Lallu Ki Laila is a Bhojpuri language comedy romance drama film directed by Sushil Kumar Upadhyay and produced by Ratnakar Kumar with co-produced by Sushil Singh and Prakash Jais under banner of "Worldwide Channel". It stars Dinesh Lal Yadav "Nirahua", Amrapali Dubey and Yamini Singh in the lead roles, while  Kanak Pandey, Sanjay Pandey, Sushil Singh, Prakash Jais, Dev Singh, Deepak Sinha, Reena Rani and Imroj Akhtar "Munna" in supporting roles.

Cast
Dinesh Lal Yadav "Nirahua" as Lallu aka Lallan Sinha
Amrapali Dubey as Divya
Yamini Singh as Kajal
Kanak Pandey as Priya Chaudhary
Sanjay Pandey as Dilawar
Sushil Singh as Raghunandan, Divya's father
 Prakash Jais as Sansani, Lallu's friend
 Dev Singh as Rocky
 Deepak Sinha as Kailashnath Sinha, Lallu's father
 Reena Rani as Durga, Lallu's mother
 Jai Prakash Singh
 J Neelam as Padma Rai
 Imroj Akhtar "Munna"

Production
The film is directed by Sushil Kumar Upadhyay and Ratnakar Kumar with co-produced by Prakash Jais and Sushil Kumar and written by Sanjay Rai. The cinematography has been done by R R Prince while choreography is by Kanu Mukerjee, Ram Devan and Dilip Mistri. Gurjent Singh is the editor and action done by Dilip Yadav. It will be released in September 2019.

Music
Music of "Lallu Ki Laila" is composed by Madhukar Anand with lyrics penned by Azad Singh, Santosh Puri and Sandeep Sajan. It is produced under the "Worldwide Records Bhojpuri" label, owned by film producer Ratnakar Kumar.

Track list

Marketing
First-look poster was this film released on 1 June 2019 on official Instagram handle of Amrapali Dubey. second-look poster is out on 17 July 2019 at official Instagram handle of actress Yamini Singh. The film is scheduled to released on 9 August 2019 at all theatres.

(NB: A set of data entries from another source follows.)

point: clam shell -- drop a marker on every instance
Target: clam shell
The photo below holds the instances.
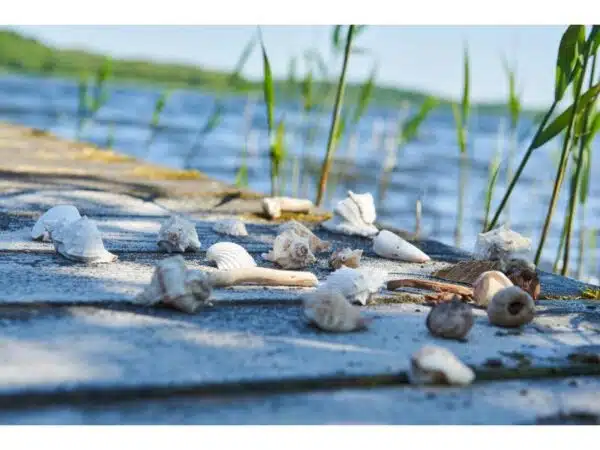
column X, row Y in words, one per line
column 356, row 285
column 392, row 246
column 228, row 255
column 232, row 227
column 178, row 235
column 81, row 241
column 58, row 214
column 437, row 365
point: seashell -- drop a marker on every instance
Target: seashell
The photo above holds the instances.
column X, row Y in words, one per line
column 178, row 235
column 227, row 255
column 316, row 244
column 174, row 286
column 232, row 227
column 390, row 245
column 523, row 274
column 437, row 365
column 81, row 241
column 511, row 307
column 275, row 206
column 356, row 285
column 500, row 244
column 290, row 251
column 450, row 320
column 329, row 311
column 355, row 215
column 58, row 214
column 345, row 257
column 487, row 285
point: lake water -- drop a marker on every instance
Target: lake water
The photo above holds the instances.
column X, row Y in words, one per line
column 426, row 170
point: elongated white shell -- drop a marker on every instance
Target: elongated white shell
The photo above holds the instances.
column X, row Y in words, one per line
column 356, row 285
column 329, row 310
column 437, row 365
column 232, row 227
column 58, row 214
column 228, row 255
column 81, row 241
column 392, row 246
column 500, row 244
column 178, row 235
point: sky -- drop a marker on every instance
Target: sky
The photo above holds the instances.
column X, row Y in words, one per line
column 427, row 58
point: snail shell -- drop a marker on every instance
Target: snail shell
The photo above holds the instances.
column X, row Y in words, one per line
column 511, row 307
column 437, row 365
column 390, row 245
column 228, row 255
column 450, row 320
column 487, row 285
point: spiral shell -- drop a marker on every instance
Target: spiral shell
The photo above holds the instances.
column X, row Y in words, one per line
column 228, row 255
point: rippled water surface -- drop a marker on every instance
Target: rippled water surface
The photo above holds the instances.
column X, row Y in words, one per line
column 427, row 170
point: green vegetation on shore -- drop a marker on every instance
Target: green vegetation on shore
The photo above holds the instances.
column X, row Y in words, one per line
column 22, row 54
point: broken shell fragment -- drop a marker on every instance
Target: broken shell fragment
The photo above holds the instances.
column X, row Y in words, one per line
column 178, row 235
column 437, row 365
column 60, row 214
column 290, row 251
column 345, row 257
column 316, row 245
column 356, row 285
column 228, row 255
column 328, row 310
column 487, row 285
column 175, row 286
column 81, row 241
column 232, row 227
column 275, row 206
column 450, row 320
column 389, row 245
column 511, row 307
column 355, row 215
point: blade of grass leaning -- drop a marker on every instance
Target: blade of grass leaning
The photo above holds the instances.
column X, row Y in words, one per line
column 335, row 118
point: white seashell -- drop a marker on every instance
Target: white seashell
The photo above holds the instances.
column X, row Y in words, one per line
column 316, row 244
column 81, row 241
column 356, row 285
column 437, row 365
column 355, row 215
column 173, row 285
column 232, row 227
column 58, row 214
column 390, row 245
column 329, row 311
column 290, row 251
column 228, row 255
column 345, row 257
column 500, row 244
column 487, row 285
column 178, row 235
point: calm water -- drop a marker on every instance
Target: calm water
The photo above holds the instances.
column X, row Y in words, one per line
column 427, row 170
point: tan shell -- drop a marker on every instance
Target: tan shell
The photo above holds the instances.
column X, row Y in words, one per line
column 450, row 320
column 345, row 257
column 511, row 307
column 487, row 285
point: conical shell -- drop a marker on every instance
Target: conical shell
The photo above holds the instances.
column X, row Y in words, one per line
column 178, row 235
column 391, row 246
column 228, row 255
column 356, row 285
column 329, row 311
column 290, row 251
column 81, row 241
column 232, row 227
column 62, row 214
column 437, row 365
column 316, row 244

Trailer of this film is released on 3 August 2019 at official YouTube channel of "Worldwide Records Bhojpuri", who also bought his satellite rights.

Due to some issue film was postponed to release in August, he is rescheduled to release on 13 September 2019 in all theatres.

Film is released on 12 September 2019 in Mumbai and 13 September 2019 in Bihar and Jharkhand.